L’auteur s’intéresse à la négociation du point de vue des employeurs et des syndicats dans un contexte de crise sanitaire. Au-delà des priorités qui occupent les organisations, qu’en est-il des négociations au sein de l’entreprise?

11 novembre 2020
Me Philippe Desrosiers, CRIA

Le monde a été secoué par la pandémie, et en parler au passé est un euphémisme. Alors que bien des sphères de l’économie peinent à se relever, que les lendemains demeurent incertains et que nos politiciens rivalisent d’idées pour amoindrir les conséquences d’une crise sans précédent, les employeurs et les syndicats doivent faire face à leur réalité quotidienne. Elle se traduit notamment par la poursuite des relations du travail au sein de leurs organisations et de façon plus spécifique, au renouvellement de leurs conventions collectives. 

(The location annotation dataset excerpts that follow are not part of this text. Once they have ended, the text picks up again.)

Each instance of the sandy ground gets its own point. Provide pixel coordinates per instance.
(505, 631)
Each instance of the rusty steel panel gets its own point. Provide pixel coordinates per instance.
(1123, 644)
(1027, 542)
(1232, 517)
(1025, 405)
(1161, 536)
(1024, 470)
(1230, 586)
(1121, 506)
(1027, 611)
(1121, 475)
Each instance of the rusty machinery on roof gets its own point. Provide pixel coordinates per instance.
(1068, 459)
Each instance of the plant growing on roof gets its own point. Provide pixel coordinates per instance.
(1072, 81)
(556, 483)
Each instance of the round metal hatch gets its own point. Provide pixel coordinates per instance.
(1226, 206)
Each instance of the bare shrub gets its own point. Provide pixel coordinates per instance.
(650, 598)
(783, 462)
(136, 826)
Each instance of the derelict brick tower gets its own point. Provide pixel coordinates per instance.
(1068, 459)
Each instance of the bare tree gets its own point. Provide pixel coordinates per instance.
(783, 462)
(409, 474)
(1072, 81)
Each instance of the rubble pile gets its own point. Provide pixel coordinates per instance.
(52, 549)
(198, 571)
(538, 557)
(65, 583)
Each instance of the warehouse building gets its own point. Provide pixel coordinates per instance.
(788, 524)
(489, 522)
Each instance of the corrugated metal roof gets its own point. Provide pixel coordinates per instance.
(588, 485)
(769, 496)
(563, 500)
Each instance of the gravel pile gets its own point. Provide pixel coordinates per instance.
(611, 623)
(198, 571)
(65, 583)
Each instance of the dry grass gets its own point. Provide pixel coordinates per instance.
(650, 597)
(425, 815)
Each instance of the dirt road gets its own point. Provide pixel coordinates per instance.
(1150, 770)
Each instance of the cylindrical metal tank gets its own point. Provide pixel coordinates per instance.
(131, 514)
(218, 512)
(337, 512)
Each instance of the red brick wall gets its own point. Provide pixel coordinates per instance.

Le premier réflexe de nombreux employeurs est de se concentrer sur les priorités du moment dont l’une des plus importantes est de maintenir à flot l’organisation. Cette réaction est, dans les circonstances, des plus légitimes. D’aucuns diront qu’elle est même salutaire, car à défaut d’avenir, le renouvellement d’une convention collective n’a point de salut.

Du point de vue syndical, la priorité est d’assurer le maintien des emplois de leurs membres dans un cadre sécuritaire, tout en soutenant ceux qui sont mis à pied.

Une fois ces constats effectués, une question demeure : est-il raisonnable de maintenir la convention collective à découvert?

Lorsque le décret sur l’urgence sanitaire a été adopté par le gouvernement en mars dernier et que le confinement est devenu une réalité pour tous, bien malin celui qui pouvait prévoir la fin de cette crise. La réaction du monde du travail a été de mettre sur pause les dossiers de relations du travail, dont les échanges visant à renouveler les conventions collectives. Or, nous réalisons maintenant que la crise ne sera pas de courte durée.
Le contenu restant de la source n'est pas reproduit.